Partenaire de premier choix. Après avoir resserré les vannes gazières à destination de l’Europe, la Russie se tourne vers de nouveaux horizons pour saisir des opportunités économiques. L’Afrique est en particulier un marché d’importance pour les entreprises russes, a expliqué à Sputnik Sergueï Kapitonov, chercheur à l’institut scientifique et technologique Skoltech.
La Russie ne compte pas exporter son gaz vers le continent, déjà riche en hydrocarbures, mais mise plutôt sur la construction d’infrastructures pour pénétrer un marché prometteur, explique le spécialiste.
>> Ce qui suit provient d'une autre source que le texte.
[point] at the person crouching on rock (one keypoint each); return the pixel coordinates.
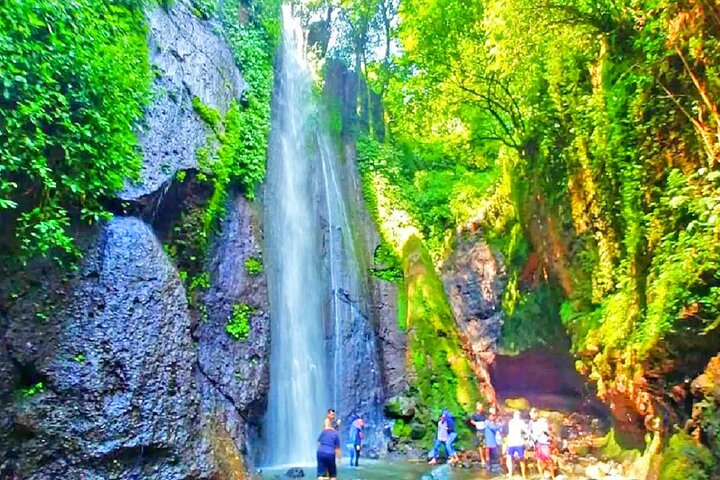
(355, 438)
(446, 436)
(328, 449)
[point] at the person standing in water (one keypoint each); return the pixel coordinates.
(328, 449)
(492, 430)
(478, 420)
(330, 420)
(540, 435)
(516, 443)
(355, 438)
(446, 436)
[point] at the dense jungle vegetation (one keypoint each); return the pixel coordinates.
(75, 79)
(582, 139)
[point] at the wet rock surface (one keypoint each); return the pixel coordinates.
(115, 362)
(474, 279)
(234, 374)
(191, 61)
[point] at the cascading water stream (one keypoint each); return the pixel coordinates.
(323, 349)
(299, 384)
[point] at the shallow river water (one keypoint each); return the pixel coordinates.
(379, 470)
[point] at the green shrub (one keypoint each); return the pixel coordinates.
(253, 266)
(238, 326)
(74, 78)
(684, 459)
(32, 390)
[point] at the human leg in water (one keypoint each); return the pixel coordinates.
(356, 452)
(436, 449)
(451, 453)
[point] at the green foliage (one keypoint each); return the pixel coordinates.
(387, 265)
(684, 459)
(443, 377)
(254, 266)
(187, 245)
(244, 131)
(532, 321)
(32, 390)
(208, 114)
(204, 9)
(238, 325)
(74, 77)
(586, 151)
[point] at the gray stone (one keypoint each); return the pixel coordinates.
(400, 407)
(192, 61)
(418, 431)
(474, 279)
(295, 472)
(234, 374)
(116, 362)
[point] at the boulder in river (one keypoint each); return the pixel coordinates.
(295, 472)
(400, 407)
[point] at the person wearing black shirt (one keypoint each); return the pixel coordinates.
(478, 421)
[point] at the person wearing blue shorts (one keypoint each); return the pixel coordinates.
(328, 449)
(516, 443)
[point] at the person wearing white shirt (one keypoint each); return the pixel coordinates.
(516, 443)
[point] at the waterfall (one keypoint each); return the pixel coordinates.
(323, 350)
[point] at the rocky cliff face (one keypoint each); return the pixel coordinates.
(115, 365)
(191, 60)
(107, 372)
(474, 279)
(234, 375)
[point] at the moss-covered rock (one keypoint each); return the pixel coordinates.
(685, 459)
(400, 407)
(441, 375)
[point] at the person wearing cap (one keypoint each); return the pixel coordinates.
(492, 432)
(328, 448)
(355, 438)
(540, 436)
(478, 420)
(446, 436)
(330, 421)
(516, 443)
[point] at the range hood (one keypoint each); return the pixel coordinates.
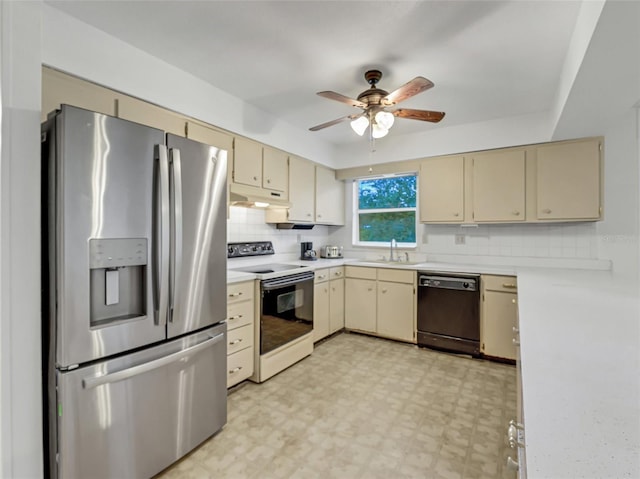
(253, 197)
(294, 226)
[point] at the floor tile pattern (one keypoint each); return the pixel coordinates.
(363, 407)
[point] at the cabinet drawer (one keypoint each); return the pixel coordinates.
(359, 272)
(239, 338)
(396, 275)
(239, 366)
(507, 284)
(239, 314)
(239, 291)
(336, 273)
(321, 275)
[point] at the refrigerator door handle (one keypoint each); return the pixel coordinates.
(162, 250)
(90, 383)
(176, 269)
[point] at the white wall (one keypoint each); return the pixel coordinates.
(77, 48)
(20, 371)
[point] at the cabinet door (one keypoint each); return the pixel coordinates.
(498, 186)
(442, 190)
(59, 88)
(568, 181)
(336, 305)
(247, 162)
(499, 317)
(329, 197)
(275, 169)
(360, 304)
(396, 310)
(320, 311)
(145, 113)
(301, 190)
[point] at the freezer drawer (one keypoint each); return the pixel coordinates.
(133, 416)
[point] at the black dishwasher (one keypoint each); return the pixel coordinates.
(449, 312)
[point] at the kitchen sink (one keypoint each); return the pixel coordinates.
(387, 262)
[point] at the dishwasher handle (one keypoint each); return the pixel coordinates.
(448, 282)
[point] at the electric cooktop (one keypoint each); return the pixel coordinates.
(268, 268)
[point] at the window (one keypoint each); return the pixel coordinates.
(385, 209)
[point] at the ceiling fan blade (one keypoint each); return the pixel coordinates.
(335, 122)
(424, 115)
(409, 89)
(331, 95)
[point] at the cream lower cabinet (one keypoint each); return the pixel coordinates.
(360, 299)
(381, 301)
(240, 332)
(336, 299)
(499, 316)
(328, 302)
(396, 304)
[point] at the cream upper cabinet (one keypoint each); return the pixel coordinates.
(499, 316)
(329, 197)
(301, 190)
(139, 111)
(59, 88)
(210, 136)
(499, 186)
(275, 169)
(360, 304)
(247, 162)
(441, 190)
(569, 180)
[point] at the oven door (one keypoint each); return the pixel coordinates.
(286, 310)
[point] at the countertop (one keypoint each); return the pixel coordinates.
(580, 362)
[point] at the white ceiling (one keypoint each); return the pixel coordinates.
(488, 59)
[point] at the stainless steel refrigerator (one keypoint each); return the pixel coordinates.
(134, 295)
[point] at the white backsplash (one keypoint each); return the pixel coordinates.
(247, 224)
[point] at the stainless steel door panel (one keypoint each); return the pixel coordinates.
(104, 187)
(199, 178)
(133, 416)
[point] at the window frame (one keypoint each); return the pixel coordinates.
(356, 211)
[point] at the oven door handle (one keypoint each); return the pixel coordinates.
(275, 283)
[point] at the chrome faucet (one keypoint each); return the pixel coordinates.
(392, 244)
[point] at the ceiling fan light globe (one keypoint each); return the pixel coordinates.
(359, 125)
(377, 131)
(385, 119)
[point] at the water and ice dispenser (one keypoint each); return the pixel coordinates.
(118, 279)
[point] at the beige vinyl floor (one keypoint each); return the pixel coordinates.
(363, 407)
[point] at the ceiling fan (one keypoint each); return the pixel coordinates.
(374, 103)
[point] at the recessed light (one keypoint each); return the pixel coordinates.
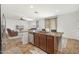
(31, 6)
(57, 10)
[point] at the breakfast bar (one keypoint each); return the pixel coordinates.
(47, 41)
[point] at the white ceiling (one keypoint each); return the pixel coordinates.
(16, 11)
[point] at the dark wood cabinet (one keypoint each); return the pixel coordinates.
(50, 44)
(47, 43)
(36, 40)
(42, 41)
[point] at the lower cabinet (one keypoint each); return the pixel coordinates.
(36, 40)
(42, 38)
(47, 43)
(50, 44)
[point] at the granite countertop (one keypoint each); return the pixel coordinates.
(48, 33)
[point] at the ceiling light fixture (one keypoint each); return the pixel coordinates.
(31, 6)
(57, 10)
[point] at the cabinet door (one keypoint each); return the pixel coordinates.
(56, 42)
(42, 41)
(36, 40)
(50, 44)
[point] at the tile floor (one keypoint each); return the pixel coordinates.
(16, 47)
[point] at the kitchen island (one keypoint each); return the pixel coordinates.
(47, 41)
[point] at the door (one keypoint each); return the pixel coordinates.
(50, 44)
(43, 41)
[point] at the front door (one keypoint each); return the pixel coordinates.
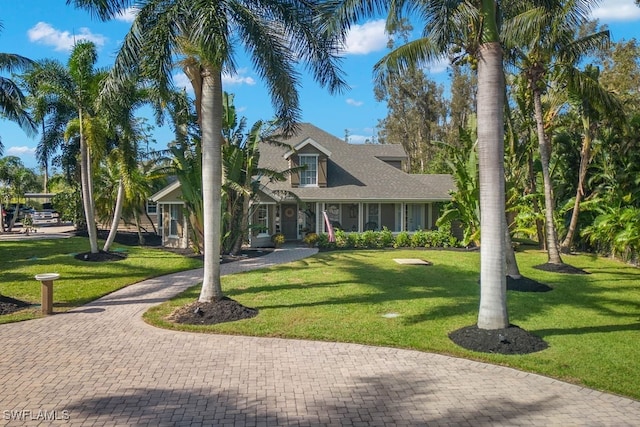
(289, 217)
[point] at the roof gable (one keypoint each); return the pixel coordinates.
(304, 143)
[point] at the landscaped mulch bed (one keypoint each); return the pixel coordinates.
(560, 268)
(524, 284)
(511, 340)
(209, 313)
(10, 305)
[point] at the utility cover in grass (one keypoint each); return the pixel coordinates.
(411, 261)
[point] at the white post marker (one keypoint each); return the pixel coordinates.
(47, 290)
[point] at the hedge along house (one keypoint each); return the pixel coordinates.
(360, 186)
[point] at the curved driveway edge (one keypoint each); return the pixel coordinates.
(101, 365)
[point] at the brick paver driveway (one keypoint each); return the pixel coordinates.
(102, 365)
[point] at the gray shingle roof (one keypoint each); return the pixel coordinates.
(357, 172)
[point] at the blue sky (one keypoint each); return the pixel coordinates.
(42, 29)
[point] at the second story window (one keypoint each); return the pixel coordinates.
(309, 176)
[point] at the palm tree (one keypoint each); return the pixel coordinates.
(76, 86)
(474, 25)
(593, 103)
(49, 112)
(277, 35)
(126, 133)
(12, 101)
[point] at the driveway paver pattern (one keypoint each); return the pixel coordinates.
(101, 365)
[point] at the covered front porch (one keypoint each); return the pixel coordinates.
(294, 219)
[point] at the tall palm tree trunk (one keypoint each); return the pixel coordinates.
(493, 290)
(553, 251)
(87, 192)
(211, 117)
(585, 157)
(116, 217)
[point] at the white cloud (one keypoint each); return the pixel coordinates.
(47, 35)
(360, 139)
(239, 78)
(127, 15)
(366, 38)
(439, 66)
(21, 151)
(617, 10)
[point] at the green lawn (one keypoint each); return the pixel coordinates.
(591, 322)
(80, 281)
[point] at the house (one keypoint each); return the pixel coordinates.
(359, 186)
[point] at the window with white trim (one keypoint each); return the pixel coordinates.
(309, 175)
(175, 220)
(152, 207)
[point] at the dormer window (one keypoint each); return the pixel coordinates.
(309, 175)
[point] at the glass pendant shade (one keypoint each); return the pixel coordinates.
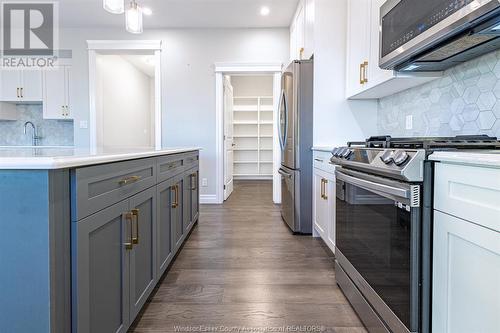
(114, 6)
(133, 18)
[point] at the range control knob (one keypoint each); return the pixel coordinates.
(401, 157)
(387, 157)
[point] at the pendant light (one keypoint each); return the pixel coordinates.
(133, 18)
(114, 6)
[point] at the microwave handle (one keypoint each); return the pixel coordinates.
(373, 186)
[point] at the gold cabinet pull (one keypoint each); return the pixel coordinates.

"L’Afrique est très importante pour la Russie, il est impératif pour elle d’entrer sur le marché africain. Je ne pense pas qu’elle doit y exporter son gaz: l’Afrique a ses propres hydrocarbures. Mais la Russie peut participer à la construction d'infrastructures, à la fourniture de technologies […] C'est une région très importante", insiste-t-il.
Au-delà du secteur gazier, la Russie pourrait aussi nouer des partenariats pour le dessalement de l’eau de mer ou l’exploitation des métaux rares, précise-t-il encore.
L’Europe a le fondement entre deux chaises
Côté européen, la situation est plus périlleuse, après la baisse des livraisons de gaz russe. Le Vieux continent est désormais obligé de trouver d’autres fournisseurs et se tourne massivement vers le gaz liquéfié (GNL) en provenance des États-Unis, souligne Sergueï Kapitonov. Cependant, les Européens ne veulent pas trop se découvrir et privilégient les contrats au comptant, en particulier pour des raisons écologiques.
"L’Europe remplace ses importations via gazoducs russes par des livraisons en GNL américain […] Mais la plupart des livraisons américaines s’effectuent dans le cadre de contrats au comptant plutôt qu’à long terme. C’est la schizophrénie européenne: d’un côté ils disent vouloir assurer leur sécurité et ne pas dépendre de la Russie, de l’autre, ils ont peur des contrats à long terme en raison de la transition énergétique. L’Europe a le fondement entre deux chaises, c’est une situation plutôt dangereuse", explique ainsi le spécialiste.
Paradoxe savoureux: l’Europe n’a pas encore tourné le dos aux importations de GNL russes, souligne encore Sergueï Kapitonov. Le gaz liquéfié échappe en effet aux sanctions antirusses et près de 20 milliards de mètres cubes ont été livrés en Europe en 2022. La suppression de ces volumes produirait "un désastre" en Europe, ce qui explique ce double jeu, affirme le spécialiste des marchés gaziers.
En février, le géant russe du GNL Novatek avait déjà souligné que les Européens tentaient de "cacher" leur intérêt pour le gaz liquéfié russe, mais que celui-ci restait très fort. La tendance semble se confirmer, puisque l’Espagne a par exemple augmenté ses achats de GNL russe de 50% en 2023. Madrid essaie en particulier de compenser la baisse des importations algériennes, dans le sillage de leur différend sur le Sahara occidental.